Kayyımlar eliyle kadınlara yaşamda daha çok alan açan kurumlarımız kapatılmakta ya da işlevsiz bırakılmaktadır. Kadın daire başkanlıkları, kadın müdürlükleri kapatılıyor kadınların görev alanlarına erkekler atanıyor. Kadın emeği pazarları, dayanışma merkezleri, ana dilde eğitim veren kreşler, kooperatifler, çamaşırhaneler gibi birçok alan çalışamaz duruma getiriliyor. Kazanımlarımızın en görünür olduğu yerler tamamen yok ediliyor
Deniz Öztekin
Dünyada ağırlıklı olarak sağ, gerici, faşist ve popülist parti ve liderlerin iktidarda olduğu bu dönemde devletler arasındaki iktidar kavgaları derinleşirken, Ortadoğu’da da savaş tırmandırılıyor.

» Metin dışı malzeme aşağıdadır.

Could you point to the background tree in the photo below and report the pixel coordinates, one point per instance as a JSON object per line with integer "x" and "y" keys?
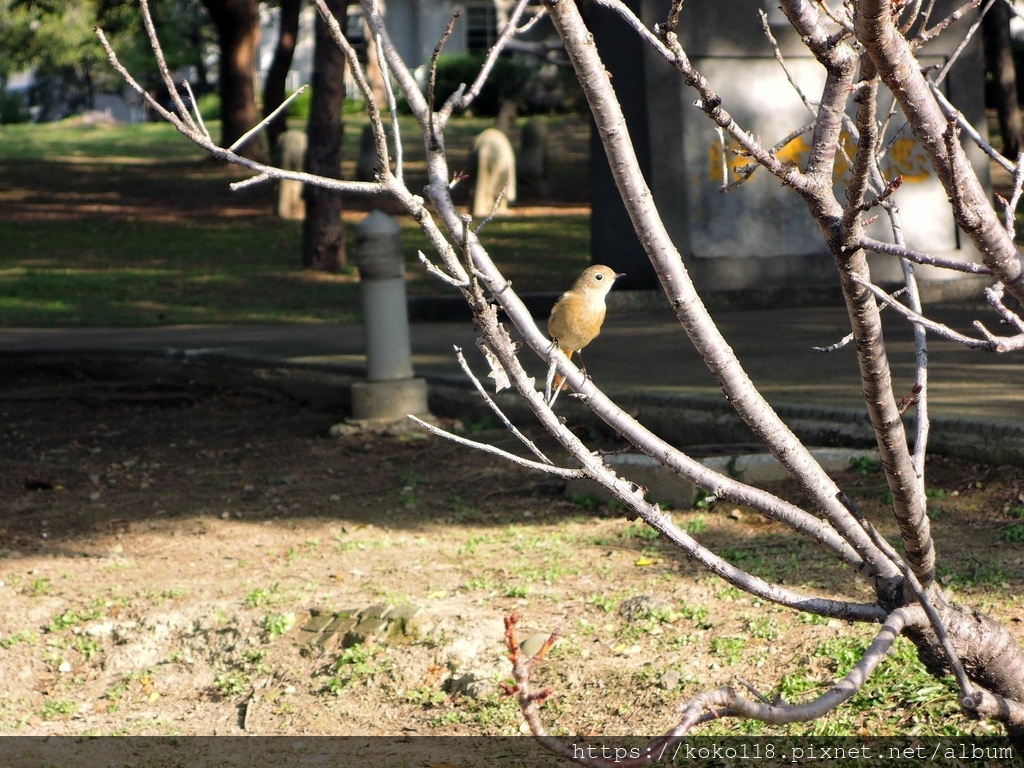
{"x": 276, "y": 75}
{"x": 323, "y": 232}
{"x": 237, "y": 23}
{"x": 861, "y": 45}
{"x": 999, "y": 62}
{"x": 55, "y": 39}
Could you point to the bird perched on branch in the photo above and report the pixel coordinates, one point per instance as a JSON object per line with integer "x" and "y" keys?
{"x": 577, "y": 316}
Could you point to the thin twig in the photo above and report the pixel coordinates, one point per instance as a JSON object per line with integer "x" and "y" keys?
{"x": 195, "y": 103}
{"x": 498, "y": 412}
{"x": 568, "y": 474}
{"x": 266, "y": 121}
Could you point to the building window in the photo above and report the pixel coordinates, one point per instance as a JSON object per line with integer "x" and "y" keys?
{"x": 481, "y": 28}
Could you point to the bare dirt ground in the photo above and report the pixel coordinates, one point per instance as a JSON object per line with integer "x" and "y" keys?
{"x": 163, "y": 548}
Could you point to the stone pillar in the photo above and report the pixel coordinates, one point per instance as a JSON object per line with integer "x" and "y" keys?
{"x": 494, "y": 168}
{"x": 390, "y": 392}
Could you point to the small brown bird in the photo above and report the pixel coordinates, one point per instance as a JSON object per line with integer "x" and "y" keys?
{"x": 577, "y": 316}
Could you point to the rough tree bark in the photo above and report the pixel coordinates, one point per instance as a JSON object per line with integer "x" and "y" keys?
{"x": 237, "y": 23}
{"x": 323, "y": 233}
{"x": 276, "y": 75}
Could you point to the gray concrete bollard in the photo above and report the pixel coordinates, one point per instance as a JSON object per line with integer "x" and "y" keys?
{"x": 390, "y": 392}
{"x": 292, "y": 147}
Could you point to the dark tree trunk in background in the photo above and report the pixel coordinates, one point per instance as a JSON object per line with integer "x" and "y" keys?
{"x": 999, "y": 61}
{"x": 323, "y": 236}
{"x": 238, "y": 35}
{"x": 276, "y": 76}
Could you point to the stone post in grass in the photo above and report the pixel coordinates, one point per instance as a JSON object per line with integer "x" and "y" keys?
{"x": 390, "y": 391}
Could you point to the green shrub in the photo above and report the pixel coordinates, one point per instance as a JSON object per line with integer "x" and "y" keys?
{"x": 12, "y": 108}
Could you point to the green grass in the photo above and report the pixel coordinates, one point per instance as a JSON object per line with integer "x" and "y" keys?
{"x": 131, "y": 225}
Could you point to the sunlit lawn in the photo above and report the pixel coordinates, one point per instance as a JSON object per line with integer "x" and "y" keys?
{"x": 133, "y": 226}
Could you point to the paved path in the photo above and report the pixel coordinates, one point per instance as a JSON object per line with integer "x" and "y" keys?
{"x": 635, "y": 353}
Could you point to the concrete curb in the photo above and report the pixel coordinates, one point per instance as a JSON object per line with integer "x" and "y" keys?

Kapitalist sistem, bir çıkmazın içinde ve dünyayı bir cehenneme çeviriyor. Sistemini sürdürmek için her gün yeni pervasızlıklara imza atıyor. Geldiği aşamada çoklu krizlerini aşmak, sermayeye daha fazla kâr katmak için halklar arasında çatışmaları ve ırkçılığı kışkırtarak yeni alanlar açıyor. Derinleşen toplu krizlerle birlikte özellikle artan yoksullukla beraber, emekçiler, kadınlar, halklar için daha zorlu bir dönem içindeyiz.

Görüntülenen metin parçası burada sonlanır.